And there the Minister was, looming large on a huge screen overlooking a hot chandeliered ballroom in a quiet corner of Birmingham Airport. ‘The Minister’ was Michael Gove, Secretary of State for Levelling Up and of course housing too, peering out bemused over delegates like an all-seeing Orwellian Big Brother.
The 1,000-odd people in the hall had bristled with anticipation before his virtual arrival while NRLA boss Ben Beadle sweated quietly on the podium, having clearly been less than certain Gove would log on.

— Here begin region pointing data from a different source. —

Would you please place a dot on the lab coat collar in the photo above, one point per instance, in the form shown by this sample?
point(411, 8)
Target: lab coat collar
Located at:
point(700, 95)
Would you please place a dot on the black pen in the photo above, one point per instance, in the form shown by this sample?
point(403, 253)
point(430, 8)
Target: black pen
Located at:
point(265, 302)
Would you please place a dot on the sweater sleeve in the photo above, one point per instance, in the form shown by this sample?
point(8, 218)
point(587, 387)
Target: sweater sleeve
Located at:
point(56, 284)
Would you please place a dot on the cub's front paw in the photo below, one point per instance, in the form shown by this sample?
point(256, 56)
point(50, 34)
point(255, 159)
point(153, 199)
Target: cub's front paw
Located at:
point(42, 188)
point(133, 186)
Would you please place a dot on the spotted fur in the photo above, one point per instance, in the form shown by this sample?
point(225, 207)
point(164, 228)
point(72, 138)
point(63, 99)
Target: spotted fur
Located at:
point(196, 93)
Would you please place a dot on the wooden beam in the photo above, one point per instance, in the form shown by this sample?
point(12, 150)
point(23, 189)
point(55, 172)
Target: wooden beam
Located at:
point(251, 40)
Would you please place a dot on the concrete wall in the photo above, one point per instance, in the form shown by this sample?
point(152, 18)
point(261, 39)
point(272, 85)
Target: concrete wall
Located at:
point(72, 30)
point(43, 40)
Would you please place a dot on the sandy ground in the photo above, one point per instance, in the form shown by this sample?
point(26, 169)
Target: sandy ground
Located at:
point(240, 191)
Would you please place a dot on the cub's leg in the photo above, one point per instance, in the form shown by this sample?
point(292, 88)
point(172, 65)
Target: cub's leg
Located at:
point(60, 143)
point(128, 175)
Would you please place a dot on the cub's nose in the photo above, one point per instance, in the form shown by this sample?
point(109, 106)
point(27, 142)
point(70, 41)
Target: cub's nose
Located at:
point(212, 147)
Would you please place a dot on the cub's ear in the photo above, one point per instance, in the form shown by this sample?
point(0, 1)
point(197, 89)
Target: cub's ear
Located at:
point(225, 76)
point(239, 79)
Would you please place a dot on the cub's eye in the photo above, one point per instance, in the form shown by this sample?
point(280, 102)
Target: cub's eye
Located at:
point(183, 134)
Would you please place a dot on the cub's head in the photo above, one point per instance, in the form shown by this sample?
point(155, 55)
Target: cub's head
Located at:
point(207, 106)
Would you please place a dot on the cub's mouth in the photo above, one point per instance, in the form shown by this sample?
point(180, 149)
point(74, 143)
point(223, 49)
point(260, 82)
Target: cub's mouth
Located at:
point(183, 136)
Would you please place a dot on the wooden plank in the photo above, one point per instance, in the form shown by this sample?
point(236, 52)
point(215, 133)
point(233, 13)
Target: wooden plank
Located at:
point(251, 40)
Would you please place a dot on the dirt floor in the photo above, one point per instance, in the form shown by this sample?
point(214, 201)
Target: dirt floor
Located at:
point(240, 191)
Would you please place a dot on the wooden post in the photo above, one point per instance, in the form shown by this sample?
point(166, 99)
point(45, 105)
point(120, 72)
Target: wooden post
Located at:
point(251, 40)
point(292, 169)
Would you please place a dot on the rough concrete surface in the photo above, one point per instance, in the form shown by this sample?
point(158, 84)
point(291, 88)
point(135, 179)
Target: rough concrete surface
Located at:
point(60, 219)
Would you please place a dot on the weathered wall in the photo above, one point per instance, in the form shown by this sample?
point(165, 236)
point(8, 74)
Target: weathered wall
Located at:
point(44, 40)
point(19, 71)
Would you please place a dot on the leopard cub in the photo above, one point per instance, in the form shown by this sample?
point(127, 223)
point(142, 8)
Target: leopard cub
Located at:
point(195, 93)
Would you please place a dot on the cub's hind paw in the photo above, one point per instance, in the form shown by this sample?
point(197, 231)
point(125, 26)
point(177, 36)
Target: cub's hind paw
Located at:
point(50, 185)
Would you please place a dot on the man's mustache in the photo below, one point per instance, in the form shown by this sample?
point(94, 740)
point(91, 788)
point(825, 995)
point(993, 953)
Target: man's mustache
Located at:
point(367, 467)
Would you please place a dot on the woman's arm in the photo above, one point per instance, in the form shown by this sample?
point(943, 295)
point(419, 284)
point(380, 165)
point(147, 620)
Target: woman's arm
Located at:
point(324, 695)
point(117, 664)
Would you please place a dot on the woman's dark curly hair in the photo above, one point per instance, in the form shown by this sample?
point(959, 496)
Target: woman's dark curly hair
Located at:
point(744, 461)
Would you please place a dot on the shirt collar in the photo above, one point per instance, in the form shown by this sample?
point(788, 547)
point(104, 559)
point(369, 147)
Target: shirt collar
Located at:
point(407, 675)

I gather that it was a close-run thing – Rishi’s Cabinet meeting had overrun that morning and a meeting with Jewish leaders had taken its toll on his diary too – unsurprising given the horrors in Israel and Gaza unfolding at the moment.
Renters red tape
But now Gove had something more mundane to discuss – the belief that his nearing and much-debated Renters (Reform) Act, which will make life more difficult for both landlords and letting agents once it gets Royal Assent sometime next year, was a good thing.
Overall, most of the delegates didn’t seem too bothered by the extra red tape they would face. This includes national registration in England via the Property Portal; signing up to and paying for a redress scheme to deal with tenant complaints (something agents already have to, of course) and at some point (following a delay announced by Gove earlier that week) the abolition of Section 21 no-fault evictions.
This will make evicting bad tenants more difficult and expensive.
This will make evicting bad tenants more difficult and expensive going forward, whatever Gove says.
What really got the audience going, which is something the Housing Secretary didn’t mention until prompted by Beadle from the podium, was the issue of taxation. It’s clear most landlords are still hopping mad about George Osborne’s 2015 decision to phase out allowing landlords to claim their mortgage interest payments against personal tax, and the only time Gove got heckled was when he tried to defend it.
His was a familiar but odd argument – that it’s unfair to give landlords tax incentives when home buyers and in particular first-time buyers don’t get tax breaks.
And yet they already get help; many first-time buyers have purchased their homes through Help to Buy, which by any yardstick is a Government subsidy, and a significant proportion of home buyers don’t pay stamp duty at all on their property purchases, while landlords have to pay an additional 3%.
Shouty landlords
But despite the shouty landlords in the audience, Gove overall proved his prowess as a politician; unlike Sunak he has the common touch and can be self-deprecating when necessary but unlike piffle-paffle Boris, he talks well-argued sense on most subjects.
It’s easy to see why some people at the conference thought he might become the next Tory leader, assuming the party’s likely decimation at the next General Election. Remember Labour remains 20 points ahead in the polls.
But as one industry leader pointed out to me after Gove’s speech, he’s also good at talking the talk in front of audiences and editing his politics to suit them, as all politicians do.
Whether his mood music about giving landlords tax breaks and his soothing talk about the Renters (Reform) Bill being a bulwark against bad landlords and not something good landlords and letting agents need worry about, is true or not remains to be seen.
Just £10 extra
Recent research by his department claimed the legislation will cost landlords or letting agents just £10 a year more in additional administration, something most within the property industry consider to be more wishful thinking given that the extra cost of all evictions going to court will be considerable for many property managers.
And so Gove wished the conference farewell and, one assumes, some young parliamentary private secretary gopher hit the Leave button on his laptop.
“Well, that was fun, wasn’t it,” said Beadle, still grasping the podium. I guess it was, if the fine detail of crafting private rented sector legislation is your bag.